His team should change the W to 0 in order to conform to standards. The way he describes it being used can only work properly if said optimizations (ignoring W completely because you know it is a normal, not a point) are in place. For example, multiplying <0, 0, 1, 1> with the object’s matrix only gives you the correct “the object is facing this way” result if W is ignored in the matrix multiply. If actual non-optimized matrix multiplication is applied, it would tell you with direction from the center of the world the model is, not the direction it is facing. Correct results could only come from a vector <0, 0, 1, 0>.

As an optimization hint to ChaseRLewis, if you wanted the direction the model is facing, it would be faster to just read the appropriate row or column (depending on whether you are row-major or column-major) straight out of the matrix instead of doing matrix multiplication.

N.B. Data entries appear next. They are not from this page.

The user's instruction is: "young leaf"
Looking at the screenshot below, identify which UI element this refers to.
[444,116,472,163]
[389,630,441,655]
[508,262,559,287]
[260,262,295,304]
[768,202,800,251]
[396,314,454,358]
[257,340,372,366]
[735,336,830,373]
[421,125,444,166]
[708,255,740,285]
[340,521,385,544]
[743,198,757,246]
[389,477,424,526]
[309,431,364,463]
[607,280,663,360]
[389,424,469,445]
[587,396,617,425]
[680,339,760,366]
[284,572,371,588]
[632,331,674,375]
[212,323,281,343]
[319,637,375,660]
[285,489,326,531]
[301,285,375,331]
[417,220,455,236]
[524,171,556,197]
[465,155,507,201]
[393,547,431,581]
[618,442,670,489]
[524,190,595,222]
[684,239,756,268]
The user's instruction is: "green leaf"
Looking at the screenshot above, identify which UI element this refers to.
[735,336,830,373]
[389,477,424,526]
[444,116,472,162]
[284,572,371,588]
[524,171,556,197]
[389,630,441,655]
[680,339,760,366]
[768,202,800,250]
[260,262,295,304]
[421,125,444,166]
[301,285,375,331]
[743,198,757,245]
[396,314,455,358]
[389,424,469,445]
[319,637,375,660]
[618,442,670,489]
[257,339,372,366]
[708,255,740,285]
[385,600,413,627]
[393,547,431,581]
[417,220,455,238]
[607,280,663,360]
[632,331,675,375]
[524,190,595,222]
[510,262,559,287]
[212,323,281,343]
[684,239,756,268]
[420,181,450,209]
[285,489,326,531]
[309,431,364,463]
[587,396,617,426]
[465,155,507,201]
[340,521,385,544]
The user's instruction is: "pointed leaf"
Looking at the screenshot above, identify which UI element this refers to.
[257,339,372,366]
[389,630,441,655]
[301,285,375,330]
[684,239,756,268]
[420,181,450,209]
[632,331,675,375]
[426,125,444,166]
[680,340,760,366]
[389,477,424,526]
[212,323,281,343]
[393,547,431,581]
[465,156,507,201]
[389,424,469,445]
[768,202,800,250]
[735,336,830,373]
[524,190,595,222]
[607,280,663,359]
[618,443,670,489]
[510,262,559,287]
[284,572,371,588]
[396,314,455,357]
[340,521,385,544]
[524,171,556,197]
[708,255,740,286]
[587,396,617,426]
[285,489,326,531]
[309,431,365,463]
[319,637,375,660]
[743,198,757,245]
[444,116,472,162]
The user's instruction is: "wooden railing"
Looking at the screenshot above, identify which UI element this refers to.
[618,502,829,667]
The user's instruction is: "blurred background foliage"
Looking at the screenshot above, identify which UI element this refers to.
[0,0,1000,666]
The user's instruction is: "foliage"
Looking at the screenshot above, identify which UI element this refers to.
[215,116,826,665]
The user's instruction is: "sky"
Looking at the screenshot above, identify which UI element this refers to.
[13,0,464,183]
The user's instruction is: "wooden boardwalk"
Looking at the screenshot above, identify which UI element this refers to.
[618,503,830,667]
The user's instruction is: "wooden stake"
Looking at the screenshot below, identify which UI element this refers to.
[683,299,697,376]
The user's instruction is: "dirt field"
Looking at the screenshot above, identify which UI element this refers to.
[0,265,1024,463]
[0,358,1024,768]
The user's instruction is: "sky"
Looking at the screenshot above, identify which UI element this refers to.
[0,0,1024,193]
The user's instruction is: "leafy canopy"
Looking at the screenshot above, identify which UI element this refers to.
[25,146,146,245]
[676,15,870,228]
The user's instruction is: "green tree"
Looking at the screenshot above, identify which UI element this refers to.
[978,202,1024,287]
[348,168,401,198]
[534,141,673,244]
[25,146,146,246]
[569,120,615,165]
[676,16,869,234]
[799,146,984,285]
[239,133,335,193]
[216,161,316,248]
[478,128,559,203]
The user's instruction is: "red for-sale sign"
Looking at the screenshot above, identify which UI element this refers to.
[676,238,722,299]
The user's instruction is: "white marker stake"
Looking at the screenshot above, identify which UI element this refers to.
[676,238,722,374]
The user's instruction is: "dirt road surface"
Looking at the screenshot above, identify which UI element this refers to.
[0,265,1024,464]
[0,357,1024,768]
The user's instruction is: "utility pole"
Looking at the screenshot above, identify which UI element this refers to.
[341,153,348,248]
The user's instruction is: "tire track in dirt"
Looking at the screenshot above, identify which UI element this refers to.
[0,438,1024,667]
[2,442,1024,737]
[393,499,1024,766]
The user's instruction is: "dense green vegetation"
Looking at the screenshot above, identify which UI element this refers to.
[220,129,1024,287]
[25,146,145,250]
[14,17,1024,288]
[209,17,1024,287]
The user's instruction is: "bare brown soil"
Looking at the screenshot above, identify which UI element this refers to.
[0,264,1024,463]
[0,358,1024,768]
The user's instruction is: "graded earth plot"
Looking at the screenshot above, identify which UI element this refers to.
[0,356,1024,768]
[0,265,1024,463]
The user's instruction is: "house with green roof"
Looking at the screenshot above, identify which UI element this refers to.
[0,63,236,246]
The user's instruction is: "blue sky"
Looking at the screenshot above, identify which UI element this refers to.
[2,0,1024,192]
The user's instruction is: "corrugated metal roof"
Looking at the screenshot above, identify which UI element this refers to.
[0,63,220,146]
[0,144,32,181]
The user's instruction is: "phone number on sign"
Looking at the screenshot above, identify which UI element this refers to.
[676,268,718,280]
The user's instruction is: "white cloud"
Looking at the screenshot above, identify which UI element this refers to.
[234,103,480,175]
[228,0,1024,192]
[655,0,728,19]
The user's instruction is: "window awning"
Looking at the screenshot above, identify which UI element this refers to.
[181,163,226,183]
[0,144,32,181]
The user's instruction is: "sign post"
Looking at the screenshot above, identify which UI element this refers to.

Apparently it is important to your team to be able to change which axis is up, right, and forward, so macros allow you to easily also assign indices that would allow you to read the appropriate rows/columns whenever you decide to change orientations.


As for the original question at hand, I would heavily suggest not embedding any orientation information directly in your “SceneObject” class, your “Actor”, or any other class than one named “Orientation”. You should definitely make a class whose role is nothing but managing orientations. It becomes reusable in many places and certainly helps keep your code clean, because you will soon discover that you need dirty flags and a lot of other hidden features to make it optimized.

I personally maintain a CVector3 position, CVector3 scale, and CVector3[3] rotation. Compared to using a quaternion, there is extra work involved in rotating things in some ways, but far less work involved in creating the final matrix (which you only do if the dirty flag is set). This is the method used in Halo and over the years it has a very good track record in my opinion. I have used it for many released games that have good performance even with lots of rotating objects, even on low-end devices such as iPhone 3GS.
Basically, there are only a few kinds of rotations that are more expensive than using quaternions (because a lot of rotations involve nothing more than a few dot products in this format). A lot of common rotations, such as rotating around a given axis, will be more expensive with quaternions. Using 3 vectors for rotation matches matrix layouts, so any rotation you can make with a rotation, say around a given axis, translates into nothing but a copy when you pass that translation matrix to the “Orientation” class.
Matrix math offers a lot of shortcuts, such as rotating around a world axis (for example the Z axis). Rotating around any random axis with quaternions is roughly the same speed as with matrices (or slower), and rotating around world axes is not as fast as with matrices thanks to it resolving to only a sin()/cos() pair or a single sincos() call.

This makes it the overall best way to go at the cost of a little extra memory.